Si cela ne tient qu’au rapport présenté par le secrétaire général de l’ONU sur son Sahara, le Maroc a d’ores et déjà empoché la mise. Ceci dit, bien des dangers le guettent alors que les instances onusiennes s’apprêtent à entamer les discussions afférentes.

Silence complice et injustifié”, “réticence inexpliquée à appeler les choses par leur vrai nom”: le secrétaire général du mouvement séparatiste du Front Polisario, Brahim Ghali, l’avait, pour le moins, bien mauvaise à l’égard du secrétaire général de l’Organisation des Nations unies (ONU), Antonio Guterres, dans la lettre qu’il lui a adressée le 15 octobre 2022. Et ce n’est, il faut le dire, pas sans raison. Dans son rapport annuel sur le Sahara marocain qu’il avait présenté cinq jours plus tôt au Conseil de sécurité, M. Guterres a pour la cinquième année de suite consacré “une solution politique juste, durable et mutuellement acceptable” au différend autour des provinces du Sud.
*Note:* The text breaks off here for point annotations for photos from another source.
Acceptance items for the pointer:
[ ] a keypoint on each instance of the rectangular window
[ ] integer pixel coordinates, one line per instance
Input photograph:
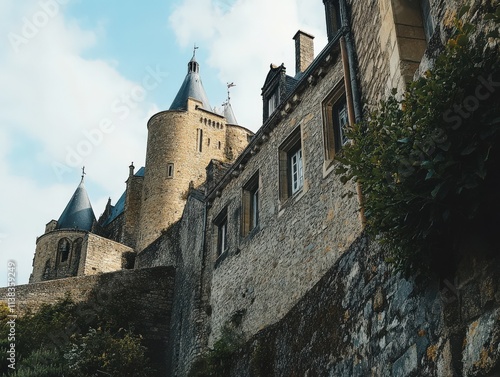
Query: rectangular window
(221, 224)
(340, 123)
(170, 170)
(250, 204)
(335, 123)
(296, 171)
(291, 165)
(200, 139)
(427, 21)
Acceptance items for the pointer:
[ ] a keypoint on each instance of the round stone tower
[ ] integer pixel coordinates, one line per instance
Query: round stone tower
(181, 143)
(59, 249)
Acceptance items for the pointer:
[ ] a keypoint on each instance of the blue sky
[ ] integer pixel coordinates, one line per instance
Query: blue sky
(80, 78)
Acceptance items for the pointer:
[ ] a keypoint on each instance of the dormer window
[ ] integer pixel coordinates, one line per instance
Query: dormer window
(333, 21)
Et donc nulle place au soi-disant référendum d’autodétermination, auquel le Conseil de sécurité ne fait d’ailleurs plus référence depuis juin 2001.

Une seule base de discussion
En effet, il s’agit tout bonnement, dans le cas d’espèce, d’un appui qui ne dit pas son nom à l’initiative marocaine pour la négociation d’un statut d’autonomie, seule voie de sortie actuellement posée sur la table qui réponde aux trois critères égrenés par M. Guterres. Ce que ni M. Ghali, ni encore moins derrière lui l’Algérie n’ignorent.

Au-delà de la posture de surenchère qu’elle affiche depuis plus de trois ans, avec comme objectif évident d’évacuer vers l’extérieur la contestation dont son régime fait l’objet et qui s’était manifesté à partir de février 2019 par le mouvement du Hirak, c’est aussi parce qu’elle a conscience que le vent est en train de tourner en faveur du Maroc que la voisine de l’Est s’oppose désormais à toute autre base de discussion qui ne serait pas celle référendaire. Une position qu’elle avait rendue publique dans la foulée d’ailleurs de la présentation du précédent rapport de M. Guterres et quelques jours avant l’adoption de la dernière résolution du Conseil de sécurité sur le Sahara marocain (en cherchant visiblement aussi à influer sur l’instance onusienne).

En même temps, elle avait annoncé son retrait du processus de tables rondes, lancé justement voilà près de quatre ans sous l’égide de l’ONU à l’instigation du précédent envoyé personnel de M. Guterres, Horst Köhler. Retrait dont M. Guterres n’a de toute façon pas pris acte, puisque “tous les concernés” ont été appelés à reprendre le processus -ce qui inclut l’Algérie, qui avait pris part aux deux premières tables rondes de décembre 2018 et mars 2019, toutes deux tenues en Suisse.

En somme, le rapport n’arrange aucunement les affaires du camp algéro-séparatiste; cependant que, pour reprendre un adage marocain, le Maroc est loin d’avoir traversé la rivière et d’avoir les pieds secs: au contraire, les semaines qui séparent la présentation du rapport et le vote de la prochaine résolution du Conseil de sécurité pourraient être celles de tous les dangers. Et cela même s’il compte dans le conseil de nombreux amis. Premier de ces amis, les États-Unis, traditionnellement pen holders des résolutions relatives au Sahara marocain.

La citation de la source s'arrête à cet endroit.